IndyCar is something unique in the way that it works and it has its own rules, often not understood by the newcomers. Following is a simple guide on IndyCar, everything a newcomer would need to know about it.
The Beginnings of IndyCar
Like most things, IndyCar has its roots in sports which came before it, particularly forms of racing. Starting from 1911, IndyCar has been taking place at the Indianapolis Motor Speedway, a very special track which hosts other races. Indy, however, has had a very turbulent history, where rules changed, as well as types of cars used.
One thing stayed the same over the years, and that would be the open wheel racing style. Formula 1 also uses open wheel cars, referring to the wheels sitting outside the car’s frame. What changed was everything from the engine, to the dimensions of the chassis and more.
IndyCar in its current form was formed officially in 1996, and was named after the Indy500 race. The IndyCar name was used from 2011 and prior to that, it had many name changes.

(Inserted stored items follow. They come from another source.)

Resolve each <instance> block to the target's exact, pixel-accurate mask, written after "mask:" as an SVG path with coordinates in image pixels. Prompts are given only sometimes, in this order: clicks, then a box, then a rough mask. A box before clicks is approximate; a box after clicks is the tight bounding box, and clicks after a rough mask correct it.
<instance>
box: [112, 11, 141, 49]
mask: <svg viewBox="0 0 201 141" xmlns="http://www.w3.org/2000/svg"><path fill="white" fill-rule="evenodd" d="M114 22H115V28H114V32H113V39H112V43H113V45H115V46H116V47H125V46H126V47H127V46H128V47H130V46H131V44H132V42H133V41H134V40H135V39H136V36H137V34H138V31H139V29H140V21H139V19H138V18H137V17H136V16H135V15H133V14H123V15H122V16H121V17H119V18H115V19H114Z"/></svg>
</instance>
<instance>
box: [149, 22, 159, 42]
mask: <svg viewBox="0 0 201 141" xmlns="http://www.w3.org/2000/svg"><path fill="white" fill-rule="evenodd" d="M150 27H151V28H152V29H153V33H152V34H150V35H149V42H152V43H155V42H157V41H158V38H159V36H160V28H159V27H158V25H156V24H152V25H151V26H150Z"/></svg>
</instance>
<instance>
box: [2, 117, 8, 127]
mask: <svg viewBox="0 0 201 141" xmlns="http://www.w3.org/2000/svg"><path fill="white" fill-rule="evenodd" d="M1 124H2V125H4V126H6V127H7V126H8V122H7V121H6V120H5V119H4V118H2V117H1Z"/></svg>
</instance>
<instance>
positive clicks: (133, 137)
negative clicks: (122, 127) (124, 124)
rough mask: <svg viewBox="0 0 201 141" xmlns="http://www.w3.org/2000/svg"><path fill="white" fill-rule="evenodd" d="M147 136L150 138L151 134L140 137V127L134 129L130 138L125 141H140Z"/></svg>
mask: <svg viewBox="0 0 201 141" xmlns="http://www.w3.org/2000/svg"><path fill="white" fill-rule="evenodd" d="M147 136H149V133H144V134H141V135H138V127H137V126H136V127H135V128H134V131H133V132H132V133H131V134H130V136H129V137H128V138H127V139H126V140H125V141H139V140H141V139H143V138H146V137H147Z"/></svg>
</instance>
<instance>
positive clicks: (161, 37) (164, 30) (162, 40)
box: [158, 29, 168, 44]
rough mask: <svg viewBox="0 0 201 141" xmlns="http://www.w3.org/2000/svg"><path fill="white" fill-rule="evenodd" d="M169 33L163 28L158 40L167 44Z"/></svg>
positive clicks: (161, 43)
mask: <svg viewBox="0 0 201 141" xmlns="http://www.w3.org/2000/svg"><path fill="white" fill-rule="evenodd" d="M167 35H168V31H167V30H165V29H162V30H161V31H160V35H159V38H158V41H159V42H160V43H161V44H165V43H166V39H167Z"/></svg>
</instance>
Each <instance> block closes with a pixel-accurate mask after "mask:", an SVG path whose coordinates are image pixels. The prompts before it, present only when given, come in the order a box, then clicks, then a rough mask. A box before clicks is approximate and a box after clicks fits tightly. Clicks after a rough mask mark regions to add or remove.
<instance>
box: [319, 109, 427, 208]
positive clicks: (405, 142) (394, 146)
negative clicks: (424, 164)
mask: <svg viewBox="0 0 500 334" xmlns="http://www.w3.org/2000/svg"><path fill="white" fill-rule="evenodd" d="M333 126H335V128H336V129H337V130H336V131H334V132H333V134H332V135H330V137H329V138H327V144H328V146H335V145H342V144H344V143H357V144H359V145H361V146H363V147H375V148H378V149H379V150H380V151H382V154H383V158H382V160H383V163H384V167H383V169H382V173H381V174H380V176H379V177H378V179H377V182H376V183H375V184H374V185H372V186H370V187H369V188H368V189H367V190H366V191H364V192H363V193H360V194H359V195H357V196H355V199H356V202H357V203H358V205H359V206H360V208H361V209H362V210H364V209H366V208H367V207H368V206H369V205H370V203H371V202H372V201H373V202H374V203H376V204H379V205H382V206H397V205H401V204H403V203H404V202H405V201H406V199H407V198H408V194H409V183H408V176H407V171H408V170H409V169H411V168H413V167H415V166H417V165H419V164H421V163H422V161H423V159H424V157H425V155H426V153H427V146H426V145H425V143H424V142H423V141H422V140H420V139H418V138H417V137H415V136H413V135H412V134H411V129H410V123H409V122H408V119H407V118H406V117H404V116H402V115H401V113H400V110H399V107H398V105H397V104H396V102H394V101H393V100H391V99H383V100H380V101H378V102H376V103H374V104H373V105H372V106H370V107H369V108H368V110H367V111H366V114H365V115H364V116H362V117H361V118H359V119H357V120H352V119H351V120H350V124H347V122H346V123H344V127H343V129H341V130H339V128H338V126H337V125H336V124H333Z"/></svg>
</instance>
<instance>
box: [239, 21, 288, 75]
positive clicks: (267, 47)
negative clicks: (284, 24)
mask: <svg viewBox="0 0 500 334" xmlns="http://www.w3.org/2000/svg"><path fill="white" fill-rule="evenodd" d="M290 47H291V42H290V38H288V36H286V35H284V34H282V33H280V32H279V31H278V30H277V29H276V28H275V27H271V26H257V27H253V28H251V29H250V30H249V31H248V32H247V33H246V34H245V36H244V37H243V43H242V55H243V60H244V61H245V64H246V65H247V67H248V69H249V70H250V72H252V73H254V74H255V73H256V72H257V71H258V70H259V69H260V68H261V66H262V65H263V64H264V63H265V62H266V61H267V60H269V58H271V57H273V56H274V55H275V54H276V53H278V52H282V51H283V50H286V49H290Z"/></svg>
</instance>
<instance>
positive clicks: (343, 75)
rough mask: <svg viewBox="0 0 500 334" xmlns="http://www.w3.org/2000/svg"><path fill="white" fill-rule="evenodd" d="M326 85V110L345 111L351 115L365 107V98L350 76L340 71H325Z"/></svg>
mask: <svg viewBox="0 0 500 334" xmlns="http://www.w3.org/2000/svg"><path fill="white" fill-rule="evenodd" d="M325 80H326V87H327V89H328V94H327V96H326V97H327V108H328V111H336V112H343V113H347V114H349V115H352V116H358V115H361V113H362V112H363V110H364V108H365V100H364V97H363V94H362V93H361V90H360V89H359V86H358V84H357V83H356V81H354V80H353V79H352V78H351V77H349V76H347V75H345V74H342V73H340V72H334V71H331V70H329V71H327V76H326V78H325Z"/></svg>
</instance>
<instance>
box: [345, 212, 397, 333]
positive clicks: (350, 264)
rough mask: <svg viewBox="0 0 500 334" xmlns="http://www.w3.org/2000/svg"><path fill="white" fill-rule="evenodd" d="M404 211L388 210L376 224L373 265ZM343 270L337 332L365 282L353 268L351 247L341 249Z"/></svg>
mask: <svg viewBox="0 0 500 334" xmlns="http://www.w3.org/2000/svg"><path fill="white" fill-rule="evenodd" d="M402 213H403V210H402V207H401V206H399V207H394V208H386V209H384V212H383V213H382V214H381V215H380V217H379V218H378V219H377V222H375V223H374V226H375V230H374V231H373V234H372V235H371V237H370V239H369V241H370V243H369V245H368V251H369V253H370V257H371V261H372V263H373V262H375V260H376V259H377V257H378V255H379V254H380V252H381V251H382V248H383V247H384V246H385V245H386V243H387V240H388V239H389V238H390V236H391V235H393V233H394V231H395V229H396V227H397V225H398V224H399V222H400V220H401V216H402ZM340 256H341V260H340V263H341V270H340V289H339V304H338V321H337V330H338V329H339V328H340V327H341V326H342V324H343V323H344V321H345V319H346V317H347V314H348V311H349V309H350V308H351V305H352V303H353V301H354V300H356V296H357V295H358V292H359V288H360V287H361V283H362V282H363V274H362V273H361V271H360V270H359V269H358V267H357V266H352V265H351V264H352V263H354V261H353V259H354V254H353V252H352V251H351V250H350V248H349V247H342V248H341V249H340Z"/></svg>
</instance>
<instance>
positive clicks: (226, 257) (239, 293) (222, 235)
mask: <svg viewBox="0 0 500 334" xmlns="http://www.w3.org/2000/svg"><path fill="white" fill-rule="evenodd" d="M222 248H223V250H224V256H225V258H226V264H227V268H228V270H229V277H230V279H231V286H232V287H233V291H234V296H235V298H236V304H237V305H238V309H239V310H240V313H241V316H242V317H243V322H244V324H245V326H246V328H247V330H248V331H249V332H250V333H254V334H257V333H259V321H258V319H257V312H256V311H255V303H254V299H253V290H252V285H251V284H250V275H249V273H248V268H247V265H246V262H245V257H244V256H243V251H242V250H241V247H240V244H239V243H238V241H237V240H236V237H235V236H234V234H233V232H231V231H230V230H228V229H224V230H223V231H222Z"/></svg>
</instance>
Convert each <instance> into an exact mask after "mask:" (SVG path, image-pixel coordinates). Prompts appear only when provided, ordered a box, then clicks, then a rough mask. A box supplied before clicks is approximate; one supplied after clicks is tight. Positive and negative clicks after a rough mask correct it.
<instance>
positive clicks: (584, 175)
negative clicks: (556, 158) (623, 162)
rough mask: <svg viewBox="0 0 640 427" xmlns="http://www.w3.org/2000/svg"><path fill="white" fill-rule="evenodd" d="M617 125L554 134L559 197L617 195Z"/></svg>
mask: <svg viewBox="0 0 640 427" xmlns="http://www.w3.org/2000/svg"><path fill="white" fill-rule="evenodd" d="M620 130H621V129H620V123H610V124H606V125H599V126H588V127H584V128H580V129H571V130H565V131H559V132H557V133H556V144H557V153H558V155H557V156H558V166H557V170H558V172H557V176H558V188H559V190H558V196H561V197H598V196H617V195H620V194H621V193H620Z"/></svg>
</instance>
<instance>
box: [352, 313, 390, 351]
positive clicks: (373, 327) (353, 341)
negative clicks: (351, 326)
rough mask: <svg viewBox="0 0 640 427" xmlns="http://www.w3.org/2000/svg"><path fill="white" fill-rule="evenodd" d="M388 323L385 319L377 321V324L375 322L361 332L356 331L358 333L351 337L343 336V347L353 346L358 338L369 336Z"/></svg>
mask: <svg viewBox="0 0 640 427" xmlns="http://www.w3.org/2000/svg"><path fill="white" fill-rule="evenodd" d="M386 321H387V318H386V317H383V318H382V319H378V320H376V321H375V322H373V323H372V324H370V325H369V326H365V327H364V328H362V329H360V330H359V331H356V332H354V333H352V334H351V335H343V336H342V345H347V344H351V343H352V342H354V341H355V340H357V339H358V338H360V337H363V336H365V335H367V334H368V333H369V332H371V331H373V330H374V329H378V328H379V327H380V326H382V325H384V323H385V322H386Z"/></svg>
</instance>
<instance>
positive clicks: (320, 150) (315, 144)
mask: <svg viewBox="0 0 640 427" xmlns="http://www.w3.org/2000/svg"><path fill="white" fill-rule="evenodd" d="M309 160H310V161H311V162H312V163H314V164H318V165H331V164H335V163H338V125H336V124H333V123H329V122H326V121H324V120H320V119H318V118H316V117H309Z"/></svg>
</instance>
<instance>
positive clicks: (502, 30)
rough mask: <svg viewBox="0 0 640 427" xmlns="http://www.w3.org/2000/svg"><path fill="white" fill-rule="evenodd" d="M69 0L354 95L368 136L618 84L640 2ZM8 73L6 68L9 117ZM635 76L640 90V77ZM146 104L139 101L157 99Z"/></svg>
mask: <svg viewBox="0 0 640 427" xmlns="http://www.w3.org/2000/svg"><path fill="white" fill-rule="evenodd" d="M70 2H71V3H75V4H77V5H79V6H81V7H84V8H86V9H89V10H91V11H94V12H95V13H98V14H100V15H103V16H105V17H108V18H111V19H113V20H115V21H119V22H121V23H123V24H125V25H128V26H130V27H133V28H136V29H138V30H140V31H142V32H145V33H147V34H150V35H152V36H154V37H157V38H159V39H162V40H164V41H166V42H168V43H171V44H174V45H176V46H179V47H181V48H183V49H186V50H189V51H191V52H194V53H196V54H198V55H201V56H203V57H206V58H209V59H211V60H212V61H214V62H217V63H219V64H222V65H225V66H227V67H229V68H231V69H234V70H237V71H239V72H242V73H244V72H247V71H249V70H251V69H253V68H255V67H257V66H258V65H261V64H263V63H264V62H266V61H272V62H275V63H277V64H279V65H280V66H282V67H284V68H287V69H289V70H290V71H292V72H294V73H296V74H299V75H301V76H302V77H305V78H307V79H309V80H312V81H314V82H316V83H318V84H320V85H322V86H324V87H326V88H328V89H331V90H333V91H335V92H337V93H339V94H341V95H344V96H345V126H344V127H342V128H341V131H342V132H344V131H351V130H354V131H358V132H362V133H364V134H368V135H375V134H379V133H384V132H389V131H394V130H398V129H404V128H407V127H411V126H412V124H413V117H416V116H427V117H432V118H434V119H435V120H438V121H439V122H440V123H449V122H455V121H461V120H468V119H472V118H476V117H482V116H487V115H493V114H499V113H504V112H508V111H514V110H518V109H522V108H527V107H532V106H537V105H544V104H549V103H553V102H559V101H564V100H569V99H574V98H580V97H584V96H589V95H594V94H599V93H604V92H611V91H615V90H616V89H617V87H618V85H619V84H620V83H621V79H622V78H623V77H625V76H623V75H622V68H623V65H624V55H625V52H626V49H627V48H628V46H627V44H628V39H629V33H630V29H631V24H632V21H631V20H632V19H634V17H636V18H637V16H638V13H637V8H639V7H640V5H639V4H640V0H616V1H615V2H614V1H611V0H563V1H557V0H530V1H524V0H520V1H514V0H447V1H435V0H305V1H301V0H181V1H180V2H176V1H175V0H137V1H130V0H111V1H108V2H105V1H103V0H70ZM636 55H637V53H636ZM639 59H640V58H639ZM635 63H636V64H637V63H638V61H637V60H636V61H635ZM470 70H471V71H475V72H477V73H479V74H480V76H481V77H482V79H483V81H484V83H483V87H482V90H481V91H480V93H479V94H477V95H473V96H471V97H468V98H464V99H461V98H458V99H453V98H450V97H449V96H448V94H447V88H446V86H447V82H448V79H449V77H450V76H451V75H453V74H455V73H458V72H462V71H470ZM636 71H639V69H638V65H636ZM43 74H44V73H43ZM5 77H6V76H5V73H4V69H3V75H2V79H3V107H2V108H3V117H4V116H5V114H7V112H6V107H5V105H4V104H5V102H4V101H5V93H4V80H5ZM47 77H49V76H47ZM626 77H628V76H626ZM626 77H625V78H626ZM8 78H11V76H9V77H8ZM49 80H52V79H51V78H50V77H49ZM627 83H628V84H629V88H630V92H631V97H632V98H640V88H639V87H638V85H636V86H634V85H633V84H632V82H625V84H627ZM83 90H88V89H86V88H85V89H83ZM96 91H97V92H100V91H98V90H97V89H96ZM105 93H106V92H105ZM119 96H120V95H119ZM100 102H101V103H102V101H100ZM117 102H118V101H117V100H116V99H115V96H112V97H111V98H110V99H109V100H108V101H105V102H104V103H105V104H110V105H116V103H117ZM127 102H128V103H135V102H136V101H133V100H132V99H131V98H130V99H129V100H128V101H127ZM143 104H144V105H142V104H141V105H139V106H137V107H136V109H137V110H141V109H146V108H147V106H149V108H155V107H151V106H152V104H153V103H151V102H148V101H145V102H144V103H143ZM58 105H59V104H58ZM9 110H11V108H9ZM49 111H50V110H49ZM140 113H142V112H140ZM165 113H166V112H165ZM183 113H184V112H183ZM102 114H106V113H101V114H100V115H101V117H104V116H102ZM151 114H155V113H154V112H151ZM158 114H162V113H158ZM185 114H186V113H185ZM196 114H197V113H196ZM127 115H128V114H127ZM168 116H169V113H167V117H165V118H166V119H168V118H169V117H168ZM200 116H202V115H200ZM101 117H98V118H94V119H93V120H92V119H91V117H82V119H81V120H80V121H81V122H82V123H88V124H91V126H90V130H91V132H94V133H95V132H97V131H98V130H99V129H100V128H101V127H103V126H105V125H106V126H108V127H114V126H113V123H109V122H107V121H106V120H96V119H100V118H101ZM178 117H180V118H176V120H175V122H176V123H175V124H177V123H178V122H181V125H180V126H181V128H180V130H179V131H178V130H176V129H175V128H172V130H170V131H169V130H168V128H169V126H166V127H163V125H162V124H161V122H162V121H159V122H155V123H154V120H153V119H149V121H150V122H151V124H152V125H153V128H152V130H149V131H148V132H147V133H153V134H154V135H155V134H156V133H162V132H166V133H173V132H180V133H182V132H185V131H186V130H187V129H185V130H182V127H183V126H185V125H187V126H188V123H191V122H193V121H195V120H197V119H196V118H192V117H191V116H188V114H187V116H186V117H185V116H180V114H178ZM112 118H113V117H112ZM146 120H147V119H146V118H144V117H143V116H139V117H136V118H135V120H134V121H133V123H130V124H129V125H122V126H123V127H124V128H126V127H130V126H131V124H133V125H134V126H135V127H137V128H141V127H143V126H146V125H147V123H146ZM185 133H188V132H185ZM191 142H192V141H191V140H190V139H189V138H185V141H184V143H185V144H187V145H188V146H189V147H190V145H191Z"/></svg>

The Car Types and Performance
Being an open wheel car, you can assume that the race is fast-paced and dangerous. The engines changed over the years but since 2012, turbochargers were reintroduced and the cars all have a 2.2 liter, twin-turbo V6 engine, supplied by either Chevrolet or Honda. This produces anywhere between 500 and 700 horsepower. Unlike Formula 1, IndyCar vehicles have a windscreen and that means safety for the drivers. The cars still have a very large price tag, costing more than a million to manufacture.
How it Works – The Basics of IndyCar Series
IndyCar is primarily an American racing sport, mostly popular in the United States, with one race in Canada. Some races were held all over the world at one point, but the sport still remains vastly popular, and by a large margin, in the United States.
IndyCar tracks are often between a single mile and two miles, but some of them can be four miles. There are often many laps in a single race, for example, the Indy500 is a 500-mile long race. The tracks can be oval, speedways, but also circuits on the road and street.
Races have a rolling start, with usually around 33 cars parading behind a safety car for a couple of laps, depending on the race. The races can be up to three hours long, meaning that drivers go into pit stops for refueling and technical maintenance.
Just like other sports, qualifying is a necessity for drivers and teams to determine the position in the starting grid.
Depending on the track, qualifying can vary, but it is essentially done one day before the race. Street and circuit races have 3 stage qualifiers, where the fastests times are used, but oval races have two hot laps, and the sum of the two is used to determine the starting position.
IndyCar is very fast and interesting, and now one can understand it better.